Optimizing a sorting algorithm by replacing the one of the recursion with a another function

Question

Currently I have this sorting algorithm:

public static void sort(int[] A, int i, int j) {
    if (i == j) return;
    if(j == i+1) {
        if(A[i] > A[j]) {
            int temp = A[i];
            A[i] = A[j];
            A[j] = temp;
        }
    } 
    else {
        int k = (int) Math.floor((j-i+1)/3);
        sort(A,i, j-k);
        sort(A,i+k, j);
        sort(A,i,j-k);
    }
}

It's sorting correctly, however, the asymptotic comparison is quite high: with T(n) = 3T(n-f(floor(n/3)) and f(n) = theta(n^(log(3/2)3)

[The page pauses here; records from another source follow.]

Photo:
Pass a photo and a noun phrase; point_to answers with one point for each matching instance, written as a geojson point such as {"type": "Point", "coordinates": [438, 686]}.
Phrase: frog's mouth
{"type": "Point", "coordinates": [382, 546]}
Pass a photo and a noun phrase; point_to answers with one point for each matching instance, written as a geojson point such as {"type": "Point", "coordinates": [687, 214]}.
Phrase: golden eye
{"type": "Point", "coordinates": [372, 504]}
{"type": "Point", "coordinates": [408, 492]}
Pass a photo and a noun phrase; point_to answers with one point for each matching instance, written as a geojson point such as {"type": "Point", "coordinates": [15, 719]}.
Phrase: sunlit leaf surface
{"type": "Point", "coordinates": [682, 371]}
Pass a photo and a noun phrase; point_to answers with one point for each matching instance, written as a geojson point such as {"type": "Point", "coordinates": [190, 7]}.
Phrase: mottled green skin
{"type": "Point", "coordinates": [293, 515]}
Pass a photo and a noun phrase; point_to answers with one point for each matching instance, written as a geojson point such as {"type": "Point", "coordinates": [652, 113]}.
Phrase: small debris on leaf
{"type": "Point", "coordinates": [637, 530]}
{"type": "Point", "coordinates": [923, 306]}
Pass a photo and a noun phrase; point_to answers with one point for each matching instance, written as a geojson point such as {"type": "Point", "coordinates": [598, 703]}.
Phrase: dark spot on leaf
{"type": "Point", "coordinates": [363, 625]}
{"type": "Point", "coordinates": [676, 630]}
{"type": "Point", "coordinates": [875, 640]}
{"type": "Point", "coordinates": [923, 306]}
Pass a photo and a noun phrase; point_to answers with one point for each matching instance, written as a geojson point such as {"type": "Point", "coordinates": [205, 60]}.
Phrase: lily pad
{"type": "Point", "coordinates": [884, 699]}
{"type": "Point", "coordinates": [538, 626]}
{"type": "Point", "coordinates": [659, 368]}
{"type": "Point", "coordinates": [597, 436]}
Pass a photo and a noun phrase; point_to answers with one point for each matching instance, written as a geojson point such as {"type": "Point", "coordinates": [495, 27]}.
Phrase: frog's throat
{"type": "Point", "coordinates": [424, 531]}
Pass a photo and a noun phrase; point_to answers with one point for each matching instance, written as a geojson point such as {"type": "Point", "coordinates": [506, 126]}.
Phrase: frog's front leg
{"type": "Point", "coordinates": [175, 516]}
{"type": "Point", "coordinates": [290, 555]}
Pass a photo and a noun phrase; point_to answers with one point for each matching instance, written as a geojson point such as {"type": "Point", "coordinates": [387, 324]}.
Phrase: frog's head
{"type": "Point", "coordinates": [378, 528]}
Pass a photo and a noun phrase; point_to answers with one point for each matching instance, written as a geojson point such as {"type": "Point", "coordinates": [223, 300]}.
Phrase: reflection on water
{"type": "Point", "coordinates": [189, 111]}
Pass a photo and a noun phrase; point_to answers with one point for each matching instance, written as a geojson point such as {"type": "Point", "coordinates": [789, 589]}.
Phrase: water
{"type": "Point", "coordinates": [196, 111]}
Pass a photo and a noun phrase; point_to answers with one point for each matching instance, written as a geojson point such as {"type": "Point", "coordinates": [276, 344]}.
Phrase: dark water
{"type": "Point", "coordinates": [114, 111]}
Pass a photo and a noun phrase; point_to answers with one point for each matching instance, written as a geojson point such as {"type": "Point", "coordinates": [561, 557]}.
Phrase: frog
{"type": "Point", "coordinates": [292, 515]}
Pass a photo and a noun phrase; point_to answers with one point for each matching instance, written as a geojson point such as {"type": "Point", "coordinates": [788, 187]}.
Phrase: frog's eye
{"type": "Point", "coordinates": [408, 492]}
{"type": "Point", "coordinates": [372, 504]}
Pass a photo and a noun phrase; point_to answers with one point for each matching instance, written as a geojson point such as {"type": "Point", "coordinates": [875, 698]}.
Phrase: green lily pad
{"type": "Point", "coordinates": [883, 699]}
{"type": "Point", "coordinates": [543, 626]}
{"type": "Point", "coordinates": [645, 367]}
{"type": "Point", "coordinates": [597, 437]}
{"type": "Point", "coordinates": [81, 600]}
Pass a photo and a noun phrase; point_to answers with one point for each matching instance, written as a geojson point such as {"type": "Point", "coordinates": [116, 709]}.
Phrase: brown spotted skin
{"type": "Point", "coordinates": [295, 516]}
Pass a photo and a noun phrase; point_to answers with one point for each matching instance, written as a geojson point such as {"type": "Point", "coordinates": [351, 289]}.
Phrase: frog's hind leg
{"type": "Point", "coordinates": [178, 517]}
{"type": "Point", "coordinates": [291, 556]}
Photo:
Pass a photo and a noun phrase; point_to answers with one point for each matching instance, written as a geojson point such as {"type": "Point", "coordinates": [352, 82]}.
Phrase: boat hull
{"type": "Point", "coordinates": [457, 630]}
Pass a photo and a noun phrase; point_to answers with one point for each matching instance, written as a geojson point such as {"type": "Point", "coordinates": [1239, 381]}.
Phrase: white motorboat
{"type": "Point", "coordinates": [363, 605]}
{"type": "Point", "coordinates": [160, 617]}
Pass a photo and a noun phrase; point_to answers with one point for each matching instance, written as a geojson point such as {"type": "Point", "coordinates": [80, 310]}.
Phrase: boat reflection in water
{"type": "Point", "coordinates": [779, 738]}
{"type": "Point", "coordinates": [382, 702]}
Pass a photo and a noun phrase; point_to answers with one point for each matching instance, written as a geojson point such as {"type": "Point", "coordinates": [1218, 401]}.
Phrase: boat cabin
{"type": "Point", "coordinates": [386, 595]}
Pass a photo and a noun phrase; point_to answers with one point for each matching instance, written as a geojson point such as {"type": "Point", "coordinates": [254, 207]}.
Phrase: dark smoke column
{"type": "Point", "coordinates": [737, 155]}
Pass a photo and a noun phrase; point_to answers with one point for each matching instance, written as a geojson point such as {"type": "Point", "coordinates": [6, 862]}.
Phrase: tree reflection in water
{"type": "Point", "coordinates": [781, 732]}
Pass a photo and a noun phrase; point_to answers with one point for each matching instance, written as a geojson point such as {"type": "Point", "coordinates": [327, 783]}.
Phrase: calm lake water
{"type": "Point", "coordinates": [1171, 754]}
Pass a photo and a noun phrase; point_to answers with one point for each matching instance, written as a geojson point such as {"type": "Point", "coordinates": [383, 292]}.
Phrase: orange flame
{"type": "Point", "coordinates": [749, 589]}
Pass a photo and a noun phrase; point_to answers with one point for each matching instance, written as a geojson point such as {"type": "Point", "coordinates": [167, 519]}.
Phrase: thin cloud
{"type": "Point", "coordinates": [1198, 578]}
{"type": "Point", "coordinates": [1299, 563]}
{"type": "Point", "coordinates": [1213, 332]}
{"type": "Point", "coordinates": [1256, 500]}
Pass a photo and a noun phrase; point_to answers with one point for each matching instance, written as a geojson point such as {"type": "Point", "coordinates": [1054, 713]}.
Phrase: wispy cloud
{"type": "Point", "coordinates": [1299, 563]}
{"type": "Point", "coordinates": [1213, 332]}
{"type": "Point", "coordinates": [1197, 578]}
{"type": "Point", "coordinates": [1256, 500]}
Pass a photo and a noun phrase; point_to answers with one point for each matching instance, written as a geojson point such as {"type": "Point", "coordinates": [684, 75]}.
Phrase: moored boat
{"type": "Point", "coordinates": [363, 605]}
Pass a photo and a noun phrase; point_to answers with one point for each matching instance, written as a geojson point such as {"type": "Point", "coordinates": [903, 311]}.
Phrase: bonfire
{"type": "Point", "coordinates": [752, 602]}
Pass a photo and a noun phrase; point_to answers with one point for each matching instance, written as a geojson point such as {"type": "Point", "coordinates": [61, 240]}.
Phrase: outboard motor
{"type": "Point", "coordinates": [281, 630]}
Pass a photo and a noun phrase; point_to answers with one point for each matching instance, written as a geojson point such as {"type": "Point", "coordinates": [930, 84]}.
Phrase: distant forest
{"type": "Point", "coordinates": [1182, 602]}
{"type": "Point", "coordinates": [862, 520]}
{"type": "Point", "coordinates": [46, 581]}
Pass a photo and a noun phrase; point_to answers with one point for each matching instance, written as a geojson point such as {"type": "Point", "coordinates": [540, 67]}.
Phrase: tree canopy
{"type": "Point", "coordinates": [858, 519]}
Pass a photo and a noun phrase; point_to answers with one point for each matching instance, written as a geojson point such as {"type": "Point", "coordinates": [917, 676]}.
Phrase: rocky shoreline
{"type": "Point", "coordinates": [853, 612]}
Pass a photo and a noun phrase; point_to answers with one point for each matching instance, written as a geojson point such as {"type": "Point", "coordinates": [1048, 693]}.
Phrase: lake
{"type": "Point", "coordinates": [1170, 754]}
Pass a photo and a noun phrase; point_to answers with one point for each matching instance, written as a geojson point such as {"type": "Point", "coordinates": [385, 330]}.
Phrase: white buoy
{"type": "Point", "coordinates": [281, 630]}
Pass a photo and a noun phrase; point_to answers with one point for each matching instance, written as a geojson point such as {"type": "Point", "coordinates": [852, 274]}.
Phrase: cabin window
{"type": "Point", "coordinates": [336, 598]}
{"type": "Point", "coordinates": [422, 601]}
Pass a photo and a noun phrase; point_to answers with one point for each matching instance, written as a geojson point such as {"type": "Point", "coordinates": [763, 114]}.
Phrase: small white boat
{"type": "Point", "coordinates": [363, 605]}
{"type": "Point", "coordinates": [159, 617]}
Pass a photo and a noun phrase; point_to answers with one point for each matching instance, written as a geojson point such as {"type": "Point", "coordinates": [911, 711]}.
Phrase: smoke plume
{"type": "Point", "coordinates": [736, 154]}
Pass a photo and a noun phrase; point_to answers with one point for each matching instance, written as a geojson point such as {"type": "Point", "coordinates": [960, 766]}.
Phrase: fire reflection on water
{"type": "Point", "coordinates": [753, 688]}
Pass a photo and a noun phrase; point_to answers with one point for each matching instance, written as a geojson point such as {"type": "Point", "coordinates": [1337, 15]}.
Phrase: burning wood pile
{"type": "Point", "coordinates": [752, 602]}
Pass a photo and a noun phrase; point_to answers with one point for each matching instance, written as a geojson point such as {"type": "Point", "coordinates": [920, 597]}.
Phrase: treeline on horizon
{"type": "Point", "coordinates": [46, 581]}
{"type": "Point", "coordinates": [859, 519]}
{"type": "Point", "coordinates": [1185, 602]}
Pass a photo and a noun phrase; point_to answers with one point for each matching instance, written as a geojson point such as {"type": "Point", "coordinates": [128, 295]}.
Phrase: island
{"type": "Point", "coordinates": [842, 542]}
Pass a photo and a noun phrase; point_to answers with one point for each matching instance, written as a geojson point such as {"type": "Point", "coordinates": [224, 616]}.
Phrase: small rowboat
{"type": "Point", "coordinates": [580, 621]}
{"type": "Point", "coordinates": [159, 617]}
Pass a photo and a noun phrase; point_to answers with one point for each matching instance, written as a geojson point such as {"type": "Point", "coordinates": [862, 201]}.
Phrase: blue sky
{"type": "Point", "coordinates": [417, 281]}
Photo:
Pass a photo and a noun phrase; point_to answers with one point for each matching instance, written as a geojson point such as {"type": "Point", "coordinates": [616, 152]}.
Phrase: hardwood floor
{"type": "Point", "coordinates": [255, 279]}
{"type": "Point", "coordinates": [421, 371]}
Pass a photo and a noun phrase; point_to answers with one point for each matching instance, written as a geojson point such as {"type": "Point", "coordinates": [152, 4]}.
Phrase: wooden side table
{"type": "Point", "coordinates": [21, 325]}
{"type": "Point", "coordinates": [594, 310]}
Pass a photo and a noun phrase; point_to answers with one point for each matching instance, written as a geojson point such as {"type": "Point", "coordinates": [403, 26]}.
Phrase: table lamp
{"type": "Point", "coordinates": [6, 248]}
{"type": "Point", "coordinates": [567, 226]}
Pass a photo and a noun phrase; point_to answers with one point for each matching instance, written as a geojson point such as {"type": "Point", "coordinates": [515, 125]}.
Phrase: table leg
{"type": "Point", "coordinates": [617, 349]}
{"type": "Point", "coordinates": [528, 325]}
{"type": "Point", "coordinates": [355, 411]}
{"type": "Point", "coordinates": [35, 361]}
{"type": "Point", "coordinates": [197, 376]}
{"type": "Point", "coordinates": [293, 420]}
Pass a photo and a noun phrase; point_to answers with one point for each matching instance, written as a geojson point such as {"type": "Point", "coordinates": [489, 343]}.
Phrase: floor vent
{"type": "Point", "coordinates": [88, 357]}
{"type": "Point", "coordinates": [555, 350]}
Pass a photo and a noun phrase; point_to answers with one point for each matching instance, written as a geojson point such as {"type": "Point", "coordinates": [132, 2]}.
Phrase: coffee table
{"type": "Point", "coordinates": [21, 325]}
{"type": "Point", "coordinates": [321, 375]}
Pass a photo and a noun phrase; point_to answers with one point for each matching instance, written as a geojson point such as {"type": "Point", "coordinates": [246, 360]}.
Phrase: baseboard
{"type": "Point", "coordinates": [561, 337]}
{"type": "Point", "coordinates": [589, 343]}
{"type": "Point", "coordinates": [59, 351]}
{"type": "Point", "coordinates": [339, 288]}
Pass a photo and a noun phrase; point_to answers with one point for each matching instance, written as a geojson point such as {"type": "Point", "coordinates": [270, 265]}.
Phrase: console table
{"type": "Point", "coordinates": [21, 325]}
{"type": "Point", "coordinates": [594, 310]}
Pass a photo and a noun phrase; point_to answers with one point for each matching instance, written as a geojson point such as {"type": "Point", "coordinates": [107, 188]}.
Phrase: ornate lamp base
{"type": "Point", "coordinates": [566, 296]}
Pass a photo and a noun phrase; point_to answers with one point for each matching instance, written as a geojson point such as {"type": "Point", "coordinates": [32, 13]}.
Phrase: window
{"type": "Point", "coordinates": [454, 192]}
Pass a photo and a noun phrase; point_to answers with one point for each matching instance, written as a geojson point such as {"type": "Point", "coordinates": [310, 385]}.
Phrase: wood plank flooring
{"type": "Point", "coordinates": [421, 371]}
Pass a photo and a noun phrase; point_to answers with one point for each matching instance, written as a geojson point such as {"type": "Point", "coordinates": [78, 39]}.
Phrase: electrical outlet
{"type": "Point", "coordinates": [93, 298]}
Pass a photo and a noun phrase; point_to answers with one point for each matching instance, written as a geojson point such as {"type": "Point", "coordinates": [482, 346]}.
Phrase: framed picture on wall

Therefore, I'm currently thinking of replacing the third recursion sort(A,i,j-k) with an newly written, iterative method to optimize the algorithm. However, I'm not really sure how to approach the problem and would love to gather some ideas. Thank you!

Answer 1

If I understand this correct, you first sort the first 2/3 of the list, then the last 2/3, then sort the first 2/3 again. This actually works, since any misplaced items (items in the first or last 2/3 that actually belong into the last or first 1/3) will be shifted and then correctly sorted in the next pass of the algorithm.

There are certainly two points that can be optimized:

• in the last step, the first 1/3 and the second 1/3 (and thus the first and second half of the region to sort) are already in sorted order, so instead of doing a full sort, you could just use a merge-algorithm, which should run in O(n)
• instead of sorting the first and last 2/3, and then merging the elements from the overlap into the first 1/3, as explained above, you could sort the first 1/2 and last 1/2 and then merge those parts, without overlap; the total length of array processed is the same (2/3 + 2/3 + 2/3 vs. 1/2 + 1/2 + 2/2), but the merging-part will be faster than the sorting-part

However, after the second "optimization" you will in fact have more or less re-invented Merge Sort.